Habits and Lifestyle

Gonatopsis borealis is an oceanic speciesand it is one of the most widely distributed and abundant species of the family Gonatidae. It can be found in cold temperate waters, where it can occur from the surface to the mesopelagic zone, even reaching into the bathypelagic zone. It undertakes a diel vertical migration, moving up the water column at night, and for forming very large aggregations between the Spring and the early autumn, especially in both the eastern and western parts of its range. The abundance of G. borealis is indicated by it accounting for up to 68% of squid catches in the Okhotsk Sea during the summer months. G. borealis is found in epipelagic, mesopelagic and bathypelagic depths from the surface to 1500m. It has a benthic habit at 200 to 1 375m, but it is most numerous in the midwater realm, with maximum abundance occurring at 300 to 500m, while only a few single specimens are caught below 1000 m (probably having been caught at much shallower depths while the open nets were retrieved through their zone of most abundance). Off California there were no specimens of any age recorded during the day at depth of less than 300m, and 90% of specimens collected during daylight were from 400 to 700m. By contrast, specimens occurred mainly at 100 to 500m, principally 300 to 400m at night. Smaller animals undertook the diel migration to the surface layers earlier than the larger ones. They also returned to depths sooner, possibly a behavioural adaptation to avoid the larger cannibalistic adults.
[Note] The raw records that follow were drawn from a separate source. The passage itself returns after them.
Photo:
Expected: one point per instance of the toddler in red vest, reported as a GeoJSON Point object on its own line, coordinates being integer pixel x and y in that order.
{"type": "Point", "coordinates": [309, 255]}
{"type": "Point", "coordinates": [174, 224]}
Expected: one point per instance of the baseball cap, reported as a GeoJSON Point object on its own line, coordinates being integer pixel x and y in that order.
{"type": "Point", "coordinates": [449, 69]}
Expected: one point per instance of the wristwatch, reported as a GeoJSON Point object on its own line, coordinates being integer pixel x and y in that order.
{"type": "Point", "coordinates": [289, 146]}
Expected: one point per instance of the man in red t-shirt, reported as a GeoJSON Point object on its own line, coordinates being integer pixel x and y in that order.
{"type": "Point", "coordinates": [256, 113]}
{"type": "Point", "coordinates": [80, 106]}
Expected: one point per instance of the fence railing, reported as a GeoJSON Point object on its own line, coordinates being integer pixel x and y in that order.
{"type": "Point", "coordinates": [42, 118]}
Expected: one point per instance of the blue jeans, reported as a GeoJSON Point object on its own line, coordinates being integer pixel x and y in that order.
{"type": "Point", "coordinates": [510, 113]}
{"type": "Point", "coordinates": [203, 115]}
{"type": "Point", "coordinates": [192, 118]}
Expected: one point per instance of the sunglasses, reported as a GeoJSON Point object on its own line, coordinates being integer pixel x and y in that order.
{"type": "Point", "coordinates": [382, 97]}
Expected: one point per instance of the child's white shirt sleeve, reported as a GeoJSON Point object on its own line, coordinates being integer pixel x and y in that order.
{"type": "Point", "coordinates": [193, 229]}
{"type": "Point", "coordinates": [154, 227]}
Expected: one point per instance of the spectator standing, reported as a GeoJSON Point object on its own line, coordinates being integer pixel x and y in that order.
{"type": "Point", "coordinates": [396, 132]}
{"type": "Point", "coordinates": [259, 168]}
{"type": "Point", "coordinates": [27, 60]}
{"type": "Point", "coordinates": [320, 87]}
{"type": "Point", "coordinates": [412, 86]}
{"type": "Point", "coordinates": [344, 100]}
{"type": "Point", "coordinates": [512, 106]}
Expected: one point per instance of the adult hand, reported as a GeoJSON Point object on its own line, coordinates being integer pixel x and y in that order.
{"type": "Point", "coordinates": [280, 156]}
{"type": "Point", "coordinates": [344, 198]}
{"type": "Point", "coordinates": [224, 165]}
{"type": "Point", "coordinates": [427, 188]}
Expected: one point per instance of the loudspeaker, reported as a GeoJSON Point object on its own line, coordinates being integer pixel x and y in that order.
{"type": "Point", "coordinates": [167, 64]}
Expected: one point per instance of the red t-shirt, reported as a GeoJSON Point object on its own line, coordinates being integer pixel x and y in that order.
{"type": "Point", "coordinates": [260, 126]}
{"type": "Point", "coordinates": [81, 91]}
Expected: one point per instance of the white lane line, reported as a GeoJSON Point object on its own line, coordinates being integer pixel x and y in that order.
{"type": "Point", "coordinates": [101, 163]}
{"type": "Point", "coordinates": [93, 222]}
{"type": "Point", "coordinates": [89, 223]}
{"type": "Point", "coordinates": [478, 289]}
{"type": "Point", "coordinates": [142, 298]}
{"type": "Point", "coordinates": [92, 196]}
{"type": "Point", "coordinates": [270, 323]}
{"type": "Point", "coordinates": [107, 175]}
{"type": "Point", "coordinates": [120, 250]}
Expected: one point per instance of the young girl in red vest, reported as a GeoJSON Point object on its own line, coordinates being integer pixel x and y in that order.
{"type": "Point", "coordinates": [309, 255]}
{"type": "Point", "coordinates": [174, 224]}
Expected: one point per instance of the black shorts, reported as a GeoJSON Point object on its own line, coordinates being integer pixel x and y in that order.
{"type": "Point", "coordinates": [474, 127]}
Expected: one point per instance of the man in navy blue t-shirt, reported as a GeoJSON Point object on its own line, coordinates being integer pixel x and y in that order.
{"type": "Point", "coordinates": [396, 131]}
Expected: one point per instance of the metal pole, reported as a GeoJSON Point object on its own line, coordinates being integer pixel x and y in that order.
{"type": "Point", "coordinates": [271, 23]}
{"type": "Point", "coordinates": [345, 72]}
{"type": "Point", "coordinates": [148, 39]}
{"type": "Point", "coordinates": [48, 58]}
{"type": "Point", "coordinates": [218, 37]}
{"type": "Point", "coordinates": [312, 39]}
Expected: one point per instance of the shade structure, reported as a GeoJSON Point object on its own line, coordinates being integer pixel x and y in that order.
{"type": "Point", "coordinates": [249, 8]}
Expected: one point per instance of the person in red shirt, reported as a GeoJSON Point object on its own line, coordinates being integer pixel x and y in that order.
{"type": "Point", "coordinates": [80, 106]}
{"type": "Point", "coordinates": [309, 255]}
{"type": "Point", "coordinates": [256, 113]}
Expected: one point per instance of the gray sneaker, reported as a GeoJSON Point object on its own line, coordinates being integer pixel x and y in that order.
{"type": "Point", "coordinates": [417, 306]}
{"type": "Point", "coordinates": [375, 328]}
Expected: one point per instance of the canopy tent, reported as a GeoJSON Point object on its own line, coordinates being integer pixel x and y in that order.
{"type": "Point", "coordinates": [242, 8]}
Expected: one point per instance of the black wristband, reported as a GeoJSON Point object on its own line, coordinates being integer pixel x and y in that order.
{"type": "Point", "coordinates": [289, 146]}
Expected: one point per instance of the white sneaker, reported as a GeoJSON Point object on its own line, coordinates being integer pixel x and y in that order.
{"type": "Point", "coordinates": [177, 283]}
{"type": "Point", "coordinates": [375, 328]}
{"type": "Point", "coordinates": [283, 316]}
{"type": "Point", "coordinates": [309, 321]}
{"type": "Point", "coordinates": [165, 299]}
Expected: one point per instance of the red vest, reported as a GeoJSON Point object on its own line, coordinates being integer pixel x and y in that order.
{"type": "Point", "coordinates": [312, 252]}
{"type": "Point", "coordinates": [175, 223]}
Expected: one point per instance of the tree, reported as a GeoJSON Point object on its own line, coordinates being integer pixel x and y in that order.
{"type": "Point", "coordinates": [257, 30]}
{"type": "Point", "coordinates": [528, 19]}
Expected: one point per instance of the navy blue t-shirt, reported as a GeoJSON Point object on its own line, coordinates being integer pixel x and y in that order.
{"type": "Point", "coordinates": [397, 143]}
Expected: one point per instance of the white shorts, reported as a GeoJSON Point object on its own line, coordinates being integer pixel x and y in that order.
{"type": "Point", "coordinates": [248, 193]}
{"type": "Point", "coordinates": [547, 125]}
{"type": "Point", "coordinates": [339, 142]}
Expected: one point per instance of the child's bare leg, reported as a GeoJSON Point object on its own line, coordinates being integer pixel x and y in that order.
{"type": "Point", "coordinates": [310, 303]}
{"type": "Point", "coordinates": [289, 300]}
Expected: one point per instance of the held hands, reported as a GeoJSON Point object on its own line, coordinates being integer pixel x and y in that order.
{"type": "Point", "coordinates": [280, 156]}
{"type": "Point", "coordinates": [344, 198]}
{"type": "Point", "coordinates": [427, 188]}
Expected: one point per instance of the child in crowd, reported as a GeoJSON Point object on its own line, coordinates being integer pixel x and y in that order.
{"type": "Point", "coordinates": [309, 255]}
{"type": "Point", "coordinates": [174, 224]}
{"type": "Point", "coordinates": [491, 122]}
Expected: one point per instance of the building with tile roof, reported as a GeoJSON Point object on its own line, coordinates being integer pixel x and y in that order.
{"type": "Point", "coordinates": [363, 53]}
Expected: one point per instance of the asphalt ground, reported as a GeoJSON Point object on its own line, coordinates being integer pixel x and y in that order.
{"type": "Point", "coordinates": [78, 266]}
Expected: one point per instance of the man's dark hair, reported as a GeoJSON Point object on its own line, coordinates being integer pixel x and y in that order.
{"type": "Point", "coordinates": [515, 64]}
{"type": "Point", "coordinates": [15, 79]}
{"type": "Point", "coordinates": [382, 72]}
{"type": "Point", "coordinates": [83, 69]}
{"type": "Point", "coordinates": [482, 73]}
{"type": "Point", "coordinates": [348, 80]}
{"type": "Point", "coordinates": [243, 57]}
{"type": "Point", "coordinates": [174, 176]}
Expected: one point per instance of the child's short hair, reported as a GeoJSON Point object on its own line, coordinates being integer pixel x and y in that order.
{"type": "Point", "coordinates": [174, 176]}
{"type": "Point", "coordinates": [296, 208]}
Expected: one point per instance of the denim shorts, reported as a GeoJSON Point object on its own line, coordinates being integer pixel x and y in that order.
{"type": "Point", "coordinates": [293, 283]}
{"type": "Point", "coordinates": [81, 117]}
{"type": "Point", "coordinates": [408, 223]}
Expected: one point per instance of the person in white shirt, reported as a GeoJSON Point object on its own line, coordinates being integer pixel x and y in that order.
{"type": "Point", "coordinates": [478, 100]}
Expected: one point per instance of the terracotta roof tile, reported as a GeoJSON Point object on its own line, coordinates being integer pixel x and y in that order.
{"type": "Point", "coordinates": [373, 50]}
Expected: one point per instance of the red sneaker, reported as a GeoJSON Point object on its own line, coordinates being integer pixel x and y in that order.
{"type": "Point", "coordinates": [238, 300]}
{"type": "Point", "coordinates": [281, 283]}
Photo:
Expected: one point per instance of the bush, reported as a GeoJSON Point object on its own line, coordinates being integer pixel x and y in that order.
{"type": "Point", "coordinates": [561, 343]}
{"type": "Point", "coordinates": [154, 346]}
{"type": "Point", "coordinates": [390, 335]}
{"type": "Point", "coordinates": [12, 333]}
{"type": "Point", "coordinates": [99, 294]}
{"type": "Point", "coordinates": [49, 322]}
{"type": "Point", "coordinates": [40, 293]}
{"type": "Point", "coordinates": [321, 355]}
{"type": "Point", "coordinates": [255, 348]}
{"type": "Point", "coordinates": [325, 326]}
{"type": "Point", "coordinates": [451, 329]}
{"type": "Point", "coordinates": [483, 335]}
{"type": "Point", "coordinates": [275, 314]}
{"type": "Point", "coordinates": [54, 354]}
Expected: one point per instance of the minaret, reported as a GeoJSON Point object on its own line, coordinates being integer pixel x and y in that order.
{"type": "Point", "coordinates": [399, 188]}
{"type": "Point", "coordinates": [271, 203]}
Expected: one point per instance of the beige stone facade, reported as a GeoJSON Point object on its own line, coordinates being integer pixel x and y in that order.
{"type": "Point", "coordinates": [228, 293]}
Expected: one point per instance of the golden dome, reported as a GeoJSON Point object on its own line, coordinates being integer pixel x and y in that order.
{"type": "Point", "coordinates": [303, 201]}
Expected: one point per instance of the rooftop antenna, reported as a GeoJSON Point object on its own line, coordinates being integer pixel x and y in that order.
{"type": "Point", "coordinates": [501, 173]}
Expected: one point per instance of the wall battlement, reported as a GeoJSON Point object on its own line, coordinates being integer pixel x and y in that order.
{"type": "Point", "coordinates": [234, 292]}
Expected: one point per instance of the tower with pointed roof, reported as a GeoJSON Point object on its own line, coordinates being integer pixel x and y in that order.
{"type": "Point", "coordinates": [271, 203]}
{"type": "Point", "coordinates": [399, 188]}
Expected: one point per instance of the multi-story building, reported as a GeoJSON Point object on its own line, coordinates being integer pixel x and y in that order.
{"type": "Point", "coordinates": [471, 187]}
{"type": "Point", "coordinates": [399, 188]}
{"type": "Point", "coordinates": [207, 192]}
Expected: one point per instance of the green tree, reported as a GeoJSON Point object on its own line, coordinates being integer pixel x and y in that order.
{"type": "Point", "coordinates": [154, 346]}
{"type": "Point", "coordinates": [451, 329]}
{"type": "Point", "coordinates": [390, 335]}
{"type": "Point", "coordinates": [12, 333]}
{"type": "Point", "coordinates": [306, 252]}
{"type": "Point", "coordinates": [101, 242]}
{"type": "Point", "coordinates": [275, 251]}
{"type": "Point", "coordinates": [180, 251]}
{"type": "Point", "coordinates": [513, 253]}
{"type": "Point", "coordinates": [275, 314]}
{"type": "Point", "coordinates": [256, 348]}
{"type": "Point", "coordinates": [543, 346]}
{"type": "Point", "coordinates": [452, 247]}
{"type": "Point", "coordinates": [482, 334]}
This species preys on a diverse variety of pelagic crustaceans such as euphausiids, hyperiid amphipods and copepods, as well as fishes and other squid. They live for at least a year. Their predators include fish such as salmonids, walleye Pollock, pomfret, albacore and grenadiers, as well as the larger squid Berryteuthis magister and cannibalistic G. borealis. Other predators include seabirds, seals, sea lions, dolphins and toothed whales, such as sperm whale and pilot whales.